Overall, the combination of steady growth and a wide moat makes Chipotle a buy.
Will Chipotle Stock Split?
For many retail investors, buying Chipotle shares is easier said than done. Chipotle is in the top ten most expensive US stocks in terms of nominal price – it trades at more than $1,600 per share. That isn’t practical for investors with smaller portfolios. Among other issues, the high value of Chipotle stock can make it difficult to diversify and balance such portfolios.
A number of high-profile companies had stock splits in 2022, including:
Their pre-split prices were similar to Chipotle’s current stock price, so with that in mind, it’s reasonable to wonder whether Chipotle stock is going to split.

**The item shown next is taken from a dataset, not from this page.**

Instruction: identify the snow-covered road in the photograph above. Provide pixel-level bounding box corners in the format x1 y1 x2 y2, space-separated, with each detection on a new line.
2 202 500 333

Unfortunately, there is no indication that a stock split is under consideration, despite its high price. The company hasn’t split its stock since it started trading publicly in 2006, and it hasn’t indicated any interest in such a change.
Yes, the topic occasionally comes up when business leaders connect with analysts and shareholders, and Chipotle representatives are firm in their statements that splitting stock is way down on their list of priorities.
The good news is that retail investors can still be a part of Chipotle’s growth story. Many brokerage firms offer the opportunity to purchase fractional shares, including Charles Schwab, E-Trade, and Robinhood.